Elbistan Müftüsü Ramazan Tolan, sivil toplum örgütü temsilcileri ile çok sayıda vatandaşın katıldığı konferansta Kılınç’ın konuşmasının ardından EYDER Çocuk Kulübü ilahi söyledi.
İlahinin ardından sözü, Araştırmacı Yazar Muhammed Emin Yıldırım aldı.
Elbistan’a geldiğinde İlçe Müftüsü ramazan Tolan’ı ziyaret ettiğini ve ziyarette Tolan’ın kendisine Elbistan halkının söyleneni çok anlayan bir toplum olduğunu söylediğini belirten Yıldırım, karşısındaki kişilerin söyleneni anlayanlar olmasından dolayı çok mutlu olduğunu söyledi.
Bu topraklarda iman sorunu olmadığını söyleyen Muhammed Emin Yıldırım; “Bu topraklarda iman sorunun olmadığını en büyük işareti de işte sizsiniz. Bunun altında da bir delili de var ki, o delili de Allah Resulü bize söyler.
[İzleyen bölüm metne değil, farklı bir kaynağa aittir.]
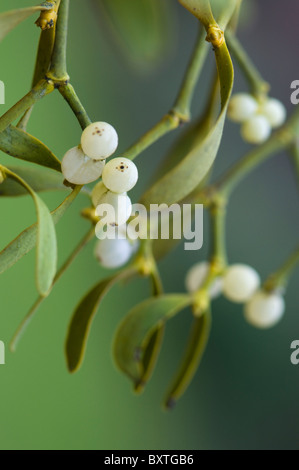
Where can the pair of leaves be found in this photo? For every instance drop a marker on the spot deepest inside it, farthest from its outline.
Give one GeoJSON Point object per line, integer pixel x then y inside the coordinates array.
{"type": "Point", "coordinates": [46, 254]}
{"type": "Point", "coordinates": [10, 19]}
{"type": "Point", "coordinates": [140, 327]}
{"type": "Point", "coordinates": [26, 241]}
{"type": "Point", "coordinates": [136, 331]}
{"type": "Point", "coordinates": [83, 317]}
{"type": "Point", "coordinates": [183, 179]}
{"type": "Point", "coordinates": [142, 28]}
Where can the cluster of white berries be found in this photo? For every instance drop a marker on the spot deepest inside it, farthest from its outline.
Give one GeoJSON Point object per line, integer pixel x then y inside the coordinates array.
{"type": "Point", "coordinates": [110, 197]}
{"type": "Point", "coordinates": [257, 118]}
{"type": "Point", "coordinates": [85, 163]}
{"type": "Point", "coordinates": [115, 252]}
{"type": "Point", "coordinates": [241, 284]}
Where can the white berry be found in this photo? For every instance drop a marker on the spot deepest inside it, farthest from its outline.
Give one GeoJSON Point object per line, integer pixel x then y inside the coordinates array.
{"type": "Point", "coordinates": [264, 310]}
{"type": "Point", "coordinates": [115, 208]}
{"type": "Point", "coordinates": [256, 130]}
{"type": "Point", "coordinates": [196, 277]}
{"type": "Point", "coordinates": [99, 140]}
{"type": "Point", "coordinates": [113, 253]}
{"type": "Point", "coordinates": [274, 111]}
{"type": "Point", "coordinates": [77, 168]}
{"type": "Point", "coordinates": [242, 106]}
{"type": "Point", "coordinates": [240, 282]}
{"type": "Point", "coordinates": [98, 192]}
{"type": "Point", "coordinates": [120, 175]}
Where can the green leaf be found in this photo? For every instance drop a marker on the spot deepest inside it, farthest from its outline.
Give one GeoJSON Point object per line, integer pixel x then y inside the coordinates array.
{"type": "Point", "coordinates": [38, 179]}
{"type": "Point", "coordinates": [153, 348]}
{"type": "Point", "coordinates": [188, 174]}
{"type": "Point", "coordinates": [46, 255]}
{"type": "Point", "coordinates": [150, 357]}
{"type": "Point", "coordinates": [196, 345]}
{"type": "Point", "coordinates": [10, 19]}
{"type": "Point", "coordinates": [20, 144]}
{"type": "Point", "coordinates": [83, 317]}
{"type": "Point", "coordinates": [33, 310]}
{"type": "Point", "coordinates": [223, 10]}
{"type": "Point", "coordinates": [142, 28]}
{"type": "Point", "coordinates": [26, 241]}
{"type": "Point", "coordinates": [201, 9]}
{"type": "Point", "coordinates": [137, 329]}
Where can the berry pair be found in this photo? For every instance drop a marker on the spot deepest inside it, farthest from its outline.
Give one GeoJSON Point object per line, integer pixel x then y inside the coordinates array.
{"type": "Point", "coordinates": [114, 208]}
{"type": "Point", "coordinates": [241, 284]}
{"type": "Point", "coordinates": [258, 118]}
{"type": "Point", "coordinates": [85, 163]}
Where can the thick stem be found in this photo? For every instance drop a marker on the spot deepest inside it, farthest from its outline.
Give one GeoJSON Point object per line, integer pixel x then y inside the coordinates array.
{"type": "Point", "coordinates": [42, 89]}
{"type": "Point", "coordinates": [259, 87]}
{"type": "Point", "coordinates": [70, 96]}
{"type": "Point", "coordinates": [218, 220]}
{"type": "Point", "coordinates": [58, 69]}
{"type": "Point", "coordinates": [183, 101]}
{"type": "Point", "coordinates": [181, 111]}
{"type": "Point", "coordinates": [282, 139]}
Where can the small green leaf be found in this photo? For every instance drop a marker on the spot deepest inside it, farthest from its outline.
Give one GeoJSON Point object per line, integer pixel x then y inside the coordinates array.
{"type": "Point", "coordinates": [188, 174]}
{"type": "Point", "coordinates": [38, 179]}
{"type": "Point", "coordinates": [83, 316]}
{"type": "Point", "coordinates": [10, 19]}
{"type": "Point", "coordinates": [26, 241]}
{"type": "Point", "coordinates": [201, 9]}
{"type": "Point", "coordinates": [142, 28]}
{"type": "Point", "coordinates": [194, 351]}
{"type": "Point", "coordinates": [223, 10]}
{"type": "Point", "coordinates": [149, 359]}
{"type": "Point", "coordinates": [153, 348]}
{"type": "Point", "coordinates": [137, 329]}
{"type": "Point", "coordinates": [20, 144]}
{"type": "Point", "coordinates": [46, 255]}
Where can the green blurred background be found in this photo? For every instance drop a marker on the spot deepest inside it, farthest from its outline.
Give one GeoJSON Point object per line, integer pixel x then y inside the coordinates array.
{"type": "Point", "coordinates": [245, 395]}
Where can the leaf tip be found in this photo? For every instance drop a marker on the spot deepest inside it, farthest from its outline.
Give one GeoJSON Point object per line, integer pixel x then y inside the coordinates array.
{"type": "Point", "coordinates": [170, 403]}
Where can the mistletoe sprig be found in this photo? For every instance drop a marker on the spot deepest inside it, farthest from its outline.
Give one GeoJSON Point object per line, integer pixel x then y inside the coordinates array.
{"type": "Point", "coordinates": [183, 177]}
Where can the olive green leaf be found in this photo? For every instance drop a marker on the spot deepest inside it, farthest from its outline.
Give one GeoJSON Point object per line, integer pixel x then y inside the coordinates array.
{"type": "Point", "coordinates": [201, 9]}
{"type": "Point", "coordinates": [46, 255]}
{"type": "Point", "coordinates": [83, 316]}
{"type": "Point", "coordinates": [188, 174]}
{"type": "Point", "coordinates": [38, 179]}
{"type": "Point", "coordinates": [142, 28]}
{"type": "Point", "coordinates": [136, 331]}
{"type": "Point", "coordinates": [149, 358]}
{"type": "Point", "coordinates": [223, 10]}
{"type": "Point", "coordinates": [10, 19]}
{"type": "Point", "coordinates": [26, 241]}
{"type": "Point", "coordinates": [20, 144]}
{"type": "Point", "coordinates": [196, 345]}
{"type": "Point", "coordinates": [33, 310]}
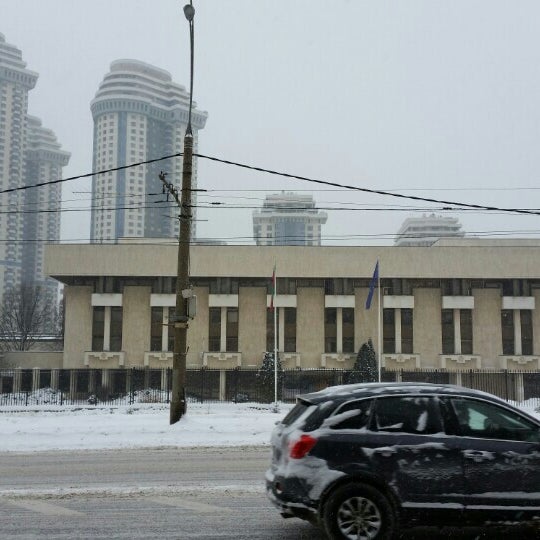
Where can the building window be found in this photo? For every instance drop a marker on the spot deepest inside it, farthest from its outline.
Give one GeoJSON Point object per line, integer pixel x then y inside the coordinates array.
{"type": "Point", "coordinates": [465, 323]}
{"type": "Point", "coordinates": [389, 331]}
{"type": "Point", "coordinates": [348, 329]}
{"type": "Point", "coordinates": [447, 327]}
{"type": "Point", "coordinates": [286, 329]}
{"type": "Point", "coordinates": [407, 331]}
{"type": "Point", "coordinates": [232, 329]}
{"type": "Point", "coordinates": [398, 331]}
{"type": "Point", "coordinates": [330, 330]}
{"type": "Point", "coordinates": [98, 328]}
{"type": "Point", "coordinates": [214, 331]}
{"type": "Point", "coordinates": [526, 332]}
{"type": "Point", "coordinates": [161, 333]}
{"type": "Point", "coordinates": [223, 329]}
{"type": "Point", "coordinates": [517, 332]}
{"type": "Point", "coordinates": [290, 330]}
{"type": "Point", "coordinates": [107, 328]}
{"type": "Point", "coordinates": [457, 331]}
{"type": "Point", "coordinates": [507, 327]}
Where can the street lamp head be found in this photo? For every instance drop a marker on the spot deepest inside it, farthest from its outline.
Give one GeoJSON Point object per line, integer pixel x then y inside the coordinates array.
{"type": "Point", "coordinates": [189, 12]}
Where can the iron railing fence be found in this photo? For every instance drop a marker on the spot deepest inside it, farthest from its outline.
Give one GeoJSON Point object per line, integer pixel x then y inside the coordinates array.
{"type": "Point", "coordinates": [24, 387]}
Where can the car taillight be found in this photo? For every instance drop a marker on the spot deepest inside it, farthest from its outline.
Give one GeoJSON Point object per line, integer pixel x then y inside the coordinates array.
{"type": "Point", "coordinates": [302, 446]}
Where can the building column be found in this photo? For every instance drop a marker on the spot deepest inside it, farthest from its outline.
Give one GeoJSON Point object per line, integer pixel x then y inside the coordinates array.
{"type": "Point", "coordinates": [222, 384]}
{"type": "Point", "coordinates": [517, 332]}
{"type": "Point", "coordinates": [35, 379]}
{"type": "Point", "coordinates": [17, 379]}
{"type": "Point", "coordinates": [55, 374]}
{"type": "Point", "coordinates": [72, 384]}
{"type": "Point", "coordinates": [281, 329]}
{"type": "Point", "coordinates": [107, 329]}
{"type": "Point", "coordinates": [223, 335]}
{"type": "Point", "coordinates": [339, 330]}
{"type": "Point", "coordinates": [164, 386]}
{"type": "Point", "coordinates": [457, 331]}
{"type": "Point", "coordinates": [397, 322]}
{"type": "Point", "coordinates": [165, 333]}
{"type": "Point", "coordinates": [519, 388]}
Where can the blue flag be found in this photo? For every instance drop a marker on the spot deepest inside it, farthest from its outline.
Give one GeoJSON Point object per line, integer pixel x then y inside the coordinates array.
{"type": "Point", "coordinates": [372, 285]}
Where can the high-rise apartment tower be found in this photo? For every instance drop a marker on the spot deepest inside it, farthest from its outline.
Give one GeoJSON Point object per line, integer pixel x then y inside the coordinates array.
{"type": "Point", "coordinates": [288, 219]}
{"type": "Point", "coordinates": [29, 154]}
{"type": "Point", "coordinates": [427, 229]}
{"type": "Point", "coordinates": [44, 162]}
{"type": "Point", "coordinates": [139, 114]}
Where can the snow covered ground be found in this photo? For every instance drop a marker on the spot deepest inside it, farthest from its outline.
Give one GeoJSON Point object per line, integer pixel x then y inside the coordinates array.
{"type": "Point", "coordinates": [39, 428]}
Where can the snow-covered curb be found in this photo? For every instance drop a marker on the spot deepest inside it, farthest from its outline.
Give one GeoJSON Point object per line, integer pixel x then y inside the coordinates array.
{"type": "Point", "coordinates": [43, 428]}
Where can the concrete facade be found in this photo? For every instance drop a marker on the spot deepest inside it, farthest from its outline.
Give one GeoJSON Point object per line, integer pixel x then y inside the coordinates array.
{"type": "Point", "coordinates": [487, 277]}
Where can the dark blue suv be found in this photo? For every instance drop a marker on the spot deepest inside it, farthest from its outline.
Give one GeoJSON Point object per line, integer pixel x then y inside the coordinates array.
{"type": "Point", "coordinates": [361, 460]}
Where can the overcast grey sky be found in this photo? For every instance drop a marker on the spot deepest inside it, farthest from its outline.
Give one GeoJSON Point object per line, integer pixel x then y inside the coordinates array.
{"type": "Point", "coordinates": [417, 96]}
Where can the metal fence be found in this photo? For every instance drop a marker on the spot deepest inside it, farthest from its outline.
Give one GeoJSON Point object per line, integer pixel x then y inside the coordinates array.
{"type": "Point", "coordinates": [26, 387]}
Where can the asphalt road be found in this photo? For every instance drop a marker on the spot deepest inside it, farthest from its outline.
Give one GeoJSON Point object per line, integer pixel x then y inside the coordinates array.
{"type": "Point", "coordinates": [212, 493]}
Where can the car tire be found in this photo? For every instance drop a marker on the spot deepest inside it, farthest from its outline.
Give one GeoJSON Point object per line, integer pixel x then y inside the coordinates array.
{"type": "Point", "coordinates": [358, 512]}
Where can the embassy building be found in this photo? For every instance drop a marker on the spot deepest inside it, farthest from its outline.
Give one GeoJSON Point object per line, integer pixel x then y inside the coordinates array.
{"type": "Point", "coordinates": [457, 304]}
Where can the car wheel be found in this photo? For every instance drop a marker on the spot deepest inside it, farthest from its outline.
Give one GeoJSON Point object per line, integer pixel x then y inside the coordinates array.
{"type": "Point", "coordinates": [358, 512]}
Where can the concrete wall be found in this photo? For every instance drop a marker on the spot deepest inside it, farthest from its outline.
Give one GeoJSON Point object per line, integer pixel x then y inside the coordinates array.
{"type": "Point", "coordinates": [427, 340]}
{"type": "Point", "coordinates": [252, 325]}
{"type": "Point", "coordinates": [487, 332]}
{"type": "Point", "coordinates": [365, 320]}
{"type": "Point", "coordinates": [78, 325]}
{"type": "Point", "coordinates": [136, 315]}
{"type": "Point", "coordinates": [310, 325]}
{"type": "Point", "coordinates": [198, 329]}
{"type": "Point", "coordinates": [31, 359]}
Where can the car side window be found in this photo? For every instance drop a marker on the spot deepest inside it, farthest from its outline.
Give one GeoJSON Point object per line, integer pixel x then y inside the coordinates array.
{"type": "Point", "coordinates": [417, 415]}
{"type": "Point", "coordinates": [489, 421]}
{"type": "Point", "coordinates": [351, 415]}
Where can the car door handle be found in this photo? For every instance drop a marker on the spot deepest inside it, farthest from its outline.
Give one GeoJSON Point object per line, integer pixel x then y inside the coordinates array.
{"type": "Point", "coordinates": [478, 455]}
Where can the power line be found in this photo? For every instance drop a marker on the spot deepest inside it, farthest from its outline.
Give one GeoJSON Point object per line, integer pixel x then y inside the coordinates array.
{"type": "Point", "coordinates": [287, 175]}
{"type": "Point", "coordinates": [367, 190]}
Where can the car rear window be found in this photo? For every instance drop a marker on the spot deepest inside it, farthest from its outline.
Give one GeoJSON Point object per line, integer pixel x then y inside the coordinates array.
{"type": "Point", "coordinates": [406, 414]}
{"type": "Point", "coordinates": [352, 415]}
{"type": "Point", "coordinates": [295, 413]}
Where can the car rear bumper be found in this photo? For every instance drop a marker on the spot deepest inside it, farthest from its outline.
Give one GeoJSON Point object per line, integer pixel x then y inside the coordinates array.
{"type": "Point", "coordinates": [290, 496]}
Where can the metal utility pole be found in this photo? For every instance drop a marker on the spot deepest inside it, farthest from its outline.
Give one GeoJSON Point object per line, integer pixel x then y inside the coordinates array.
{"type": "Point", "coordinates": [183, 288]}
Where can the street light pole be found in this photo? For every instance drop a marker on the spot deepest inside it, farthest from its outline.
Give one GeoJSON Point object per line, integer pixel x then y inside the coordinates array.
{"type": "Point", "coordinates": [178, 397]}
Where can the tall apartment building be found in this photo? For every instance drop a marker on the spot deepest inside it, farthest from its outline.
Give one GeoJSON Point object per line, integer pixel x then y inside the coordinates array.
{"type": "Point", "coordinates": [139, 114]}
{"type": "Point", "coordinates": [15, 83]}
{"type": "Point", "coordinates": [426, 230]}
{"type": "Point", "coordinates": [29, 154]}
{"type": "Point", "coordinates": [288, 219]}
{"type": "Point", "coordinates": [44, 162]}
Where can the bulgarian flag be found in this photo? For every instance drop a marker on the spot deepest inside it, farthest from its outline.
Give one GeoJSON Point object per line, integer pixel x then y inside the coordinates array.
{"type": "Point", "coordinates": [273, 289]}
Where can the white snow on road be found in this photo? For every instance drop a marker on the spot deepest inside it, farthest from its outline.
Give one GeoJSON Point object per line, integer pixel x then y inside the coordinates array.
{"type": "Point", "coordinates": [41, 428]}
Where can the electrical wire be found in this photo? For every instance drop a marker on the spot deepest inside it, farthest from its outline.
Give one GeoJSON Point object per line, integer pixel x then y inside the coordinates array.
{"type": "Point", "coordinates": [288, 175]}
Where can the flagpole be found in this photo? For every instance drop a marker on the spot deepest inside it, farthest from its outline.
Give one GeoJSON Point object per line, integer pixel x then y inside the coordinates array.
{"type": "Point", "coordinates": [275, 337]}
{"type": "Point", "coordinates": [379, 361]}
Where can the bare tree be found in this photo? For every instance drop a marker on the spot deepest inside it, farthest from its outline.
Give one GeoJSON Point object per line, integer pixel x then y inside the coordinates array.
{"type": "Point", "coordinates": [26, 316]}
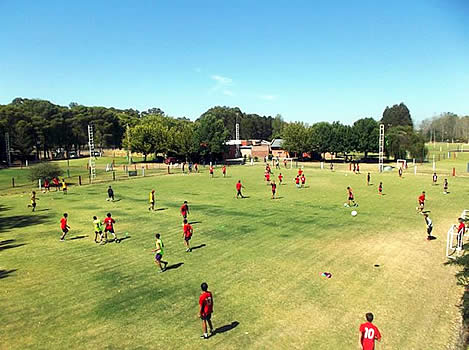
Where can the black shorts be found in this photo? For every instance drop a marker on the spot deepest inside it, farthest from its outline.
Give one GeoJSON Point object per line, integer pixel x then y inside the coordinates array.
{"type": "Point", "coordinates": [207, 317]}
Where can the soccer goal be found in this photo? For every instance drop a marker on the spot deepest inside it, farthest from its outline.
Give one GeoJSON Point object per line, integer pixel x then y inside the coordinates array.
{"type": "Point", "coordinates": [453, 242]}
{"type": "Point", "coordinates": [402, 163]}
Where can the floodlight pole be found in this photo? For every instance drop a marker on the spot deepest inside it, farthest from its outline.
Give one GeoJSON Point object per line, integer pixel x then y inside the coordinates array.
{"type": "Point", "coordinates": [381, 148]}
{"type": "Point", "coordinates": [7, 146]}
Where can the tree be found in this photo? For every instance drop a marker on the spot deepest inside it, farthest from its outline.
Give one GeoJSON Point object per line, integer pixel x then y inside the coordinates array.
{"type": "Point", "coordinates": [365, 135]}
{"type": "Point", "coordinates": [397, 115]}
{"type": "Point", "coordinates": [296, 138]}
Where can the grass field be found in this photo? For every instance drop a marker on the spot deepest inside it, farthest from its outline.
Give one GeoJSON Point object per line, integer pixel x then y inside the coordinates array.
{"type": "Point", "coordinates": [262, 259]}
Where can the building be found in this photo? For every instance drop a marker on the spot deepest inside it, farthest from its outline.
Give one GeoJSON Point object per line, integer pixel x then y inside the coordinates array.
{"type": "Point", "coordinates": [277, 150]}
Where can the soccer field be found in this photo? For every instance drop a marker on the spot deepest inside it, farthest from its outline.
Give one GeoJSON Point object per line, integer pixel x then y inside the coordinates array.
{"type": "Point", "coordinates": [261, 258]}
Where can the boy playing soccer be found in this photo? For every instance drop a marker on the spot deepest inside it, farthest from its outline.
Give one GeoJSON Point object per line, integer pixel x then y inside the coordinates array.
{"type": "Point", "coordinates": [98, 230]}
{"type": "Point", "coordinates": [461, 231]}
{"type": "Point", "coordinates": [368, 333]}
{"type": "Point", "coordinates": [159, 253]}
{"type": "Point", "coordinates": [184, 210]}
{"type": "Point", "coordinates": [238, 189]}
{"type": "Point", "coordinates": [33, 200]}
{"type": "Point", "coordinates": [274, 188]}
{"type": "Point", "coordinates": [206, 309]}
{"type": "Point", "coordinates": [110, 194]}
{"type": "Point", "coordinates": [429, 224]}
{"type": "Point", "coordinates": [109, 227]}
{"type": "Point", "coordinates": [421, 200]}
{"type": "Point", "coordinates": [152, 200]}
{"type": "Point", "coordinates": [351, 198]}
{"type": "Point", "coordinates": [187, 234]}
{"type": "Point", "coordinates": [64, 226]}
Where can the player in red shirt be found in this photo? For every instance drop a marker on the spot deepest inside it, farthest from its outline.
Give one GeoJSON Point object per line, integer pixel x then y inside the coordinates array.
{"type": "Point", "coordinates": [369, 333]}
{"type": "Point", "coordinates": [64, 226]}
{"type": "Point", "coordinates": [184, 210]}
{"type": "Point", "coordinates": [239, 186]}
{"type": "Point", "coordinates": [351, 198]}
{"type": "Point", "coordinates": [109, 227]}
{"type": "Point", "coordinates": [274, 188]}
{"type": "Point", "coordinates": [206, 309]}
{"type": "Point", "coordinates": [187, 234]}
{"type": "Point", "coordinates": [461, 231]}
{"type": "Point", "coordinates": [421, 201]}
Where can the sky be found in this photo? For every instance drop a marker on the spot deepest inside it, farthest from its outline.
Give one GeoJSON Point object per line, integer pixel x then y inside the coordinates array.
{"type": "Point", "coordinates": [306, 60]}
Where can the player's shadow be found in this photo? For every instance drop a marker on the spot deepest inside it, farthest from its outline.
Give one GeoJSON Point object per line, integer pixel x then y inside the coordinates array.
{"type": "Point", "coordinates": [8, 244]}
{"type": "Point", "coordinates": [78, 237]}
{"type": "Point", "coordinates": [6, 273]}
{"type": "Point", "coordinates": [174, 266]}
{"type": "Point", "coordinates": [226, 328]}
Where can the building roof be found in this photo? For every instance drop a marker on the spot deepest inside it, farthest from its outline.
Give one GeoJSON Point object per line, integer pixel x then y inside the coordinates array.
{"type": "Point", "coordinates": [276, 143]}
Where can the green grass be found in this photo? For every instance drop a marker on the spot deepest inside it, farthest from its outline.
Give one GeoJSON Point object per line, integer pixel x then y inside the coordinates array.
{"type": "Point", "coordinates": [262, 260]}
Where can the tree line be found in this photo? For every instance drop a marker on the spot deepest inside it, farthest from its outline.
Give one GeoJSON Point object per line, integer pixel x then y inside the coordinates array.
{"type": "Point", "coordinates": [41, 129]}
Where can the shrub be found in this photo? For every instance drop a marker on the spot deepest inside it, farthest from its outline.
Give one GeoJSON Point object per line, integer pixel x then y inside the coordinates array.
{"type": "Point", "coordinates": [45, 171]}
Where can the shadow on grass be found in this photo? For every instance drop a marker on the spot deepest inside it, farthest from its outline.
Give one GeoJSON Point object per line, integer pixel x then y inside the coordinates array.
{"type": "Point", "coordinates": [6, 273]}
{"type": "Point", "coordinates": [7, 244]}
{"type": "Point", "coordinates": [174, 266]}
{"type": "Point", "coordinates": [226, 328]}
{"type": "Point", "coordinates": [20, 221]}
{"type": "Point", "coordinates": [77, 237]}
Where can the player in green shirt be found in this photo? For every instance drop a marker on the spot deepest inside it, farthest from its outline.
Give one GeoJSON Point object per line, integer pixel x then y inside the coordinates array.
{"type": "Point", "coordinates": [159, 253]}
{"type": "Point", "coordinates": [98, 230]}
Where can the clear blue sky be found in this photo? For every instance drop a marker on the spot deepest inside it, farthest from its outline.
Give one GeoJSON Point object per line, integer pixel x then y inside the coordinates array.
{"type": "Point", "coordinates": [307, 60]}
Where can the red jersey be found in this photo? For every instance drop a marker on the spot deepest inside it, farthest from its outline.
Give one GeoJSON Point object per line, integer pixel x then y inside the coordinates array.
{"type": "Point", "coordinates": [63, 223]}
{"type": "Point", "coordinates": [206, 303]}
{"type": "Point", "coordinates": [369, 333]}
{"type": "Point", "coordinates": [187, 228]}
{"type": "Point", "coordinates": [108, 222]}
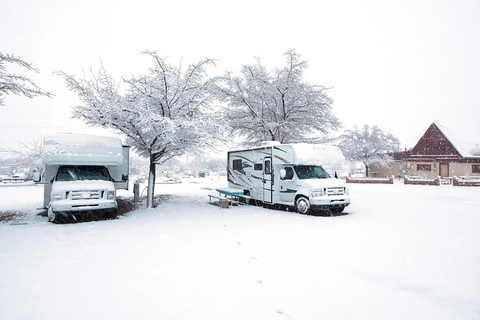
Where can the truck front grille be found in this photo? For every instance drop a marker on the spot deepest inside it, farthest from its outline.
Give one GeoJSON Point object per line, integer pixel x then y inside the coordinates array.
{"type": "Point", "coordinates": [335, 191]}
{"type": "Point", "coordinates": [85, 194]}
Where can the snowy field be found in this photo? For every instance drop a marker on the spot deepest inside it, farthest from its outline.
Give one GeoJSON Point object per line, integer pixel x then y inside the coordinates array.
{"type": "Point", "coordinates": [401, 252]}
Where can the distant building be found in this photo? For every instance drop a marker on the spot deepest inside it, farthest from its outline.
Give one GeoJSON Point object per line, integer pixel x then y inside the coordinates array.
{"type": "Point", "coordinates": [435, 154]}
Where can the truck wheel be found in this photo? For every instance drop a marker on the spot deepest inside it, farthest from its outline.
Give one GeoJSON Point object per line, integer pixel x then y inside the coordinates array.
{"type": "Point", "coordinates": [337, 210]}
{"type": "Point", "coordinates": [302, 205]}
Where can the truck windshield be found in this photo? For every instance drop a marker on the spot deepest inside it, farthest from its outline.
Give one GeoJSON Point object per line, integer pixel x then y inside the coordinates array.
{"type": "Point", "coordinates": [311, 172]}
{"type": "Point", "coordinates": [74, 173]}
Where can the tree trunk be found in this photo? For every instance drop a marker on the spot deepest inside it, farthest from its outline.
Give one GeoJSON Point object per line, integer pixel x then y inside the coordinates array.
{"type": "Point", "coordinates": [151, 182]}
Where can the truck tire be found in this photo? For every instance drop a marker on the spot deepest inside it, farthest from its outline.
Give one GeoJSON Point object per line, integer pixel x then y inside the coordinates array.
{"type": "Point", "coordinates": [52, 216]}
{"type": "Point", "coordinates": [302, 204]}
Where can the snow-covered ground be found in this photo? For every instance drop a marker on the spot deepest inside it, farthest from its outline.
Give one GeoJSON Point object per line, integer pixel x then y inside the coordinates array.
{"type": "Point", "coordinates": [401, 252]}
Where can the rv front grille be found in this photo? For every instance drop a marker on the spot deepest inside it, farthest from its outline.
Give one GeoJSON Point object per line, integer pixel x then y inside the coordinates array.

Efendimiz bir gün yanındaki ashabına der ki ‘mümin neye benzer?’ Hepsi bir ağızdan her zamanki edeple ‘Allah ve Resulü daha iyi bilir’ derler. Ve efendimiz, müminin neye benzediğini söyler. Mümin, selvi dalına benzer. Rüzgar vurur, savrulur selvi dalı bir sağa, bir sola. Ama asla selvi dalı kökünden kopmaz. İşte biz mümin olarak böyleyiz. Ara ara savrulabiliriz, günahlar içinde kirlenebiliriz, çamura batabiliriz, yan yatabiliriz, ihanet edebiliriz ama biz köklerimizden kopmuyoruz elhamdülillah. Çünkü yolumuzun rehberi, bizi selvi dalına benzetmiş. Sonra derki efendimiz ‘peki, kâfir, inkarcı neye benzer?’ ‘Allah ve resulü daha iyi bilir’ derler. Kafir ise çam ağacına benzer. Rüzgar vurunca sen onun devrileceğini zannetmezsin. Rüzgar vurdukça ses gelir, ama bir devrildi mi bir daha kalkmaz. İşte ondan dolayı ben diyorum ki, şu yaşadığımız topraklarda bu topraklara iman tohumunu eken o büyük insanların sayesinde biz bir iman sorunu yaşamıyoruz. Rabbimize yüz binlerce hamd olsun ama bir sorun yaşıyoruz. Eğer sorun yaşamazsak, halimiz böyle olmaz değil mi? Neden sahabe gibi coşkuyla, heyecanla, aşkla ve sevdayla kulluk yolunda yürüyemiyoruz. Neden sahabinin ortaya koyduğu destanın aynısını bizler yazamıyoruz. Şimdi diyeceksiniz ki bizde yaşasaydık asrı saadette bizde o ashabı kiramdan biri gibi olurduk. Buna hiçbir garantimiz yok. o dönemde yaşayıp d kafir olarak, inkarcı olarak ölen en az 100 insanın adlarıyla, isimleriyle, hayatlarıyla biz biliyoruz. Ebu Cehil onlardan biri değil mi, Ebu Leheb onlardan biri değil mi? Demek ki mesele o zamanda yaşama meselesi değil. Ama biz yine şu hakikati de biliyoruz. Asrı saadette yaşamasına rağmen yüzlerce sene sonrasına gelmesine rağmen, sahabenin ikliminde yürüyüp, adını o iklime silinmez harflerle yazan yiğitlerde var. Biz bugün Ömer Binabdulaziz’den bahsettiğimiz zaman ne diye bahsediyoruz? İslam’ın beşinci Raşit halifesi. Öyle bir hayat yaşamıştır ki Ömer Binabdulaziz, adını Ebubekir’in, Ömer’in, Osman’ın, Ali’nin adlarının altına yazmıştır. Peki, Ömer Binabdulaziz sahabemiydi, hayır. Efendimizden 89 yıl sonra geldi. Hicri 99’da hilafete geç, Hicri 102’de şehit ola ama adın 4 Raşit halifenin altına beşinci Raşit halife olarak yazılmış. Öyle bir hayat yaşamış ki, bunu hak etmiş” dedi.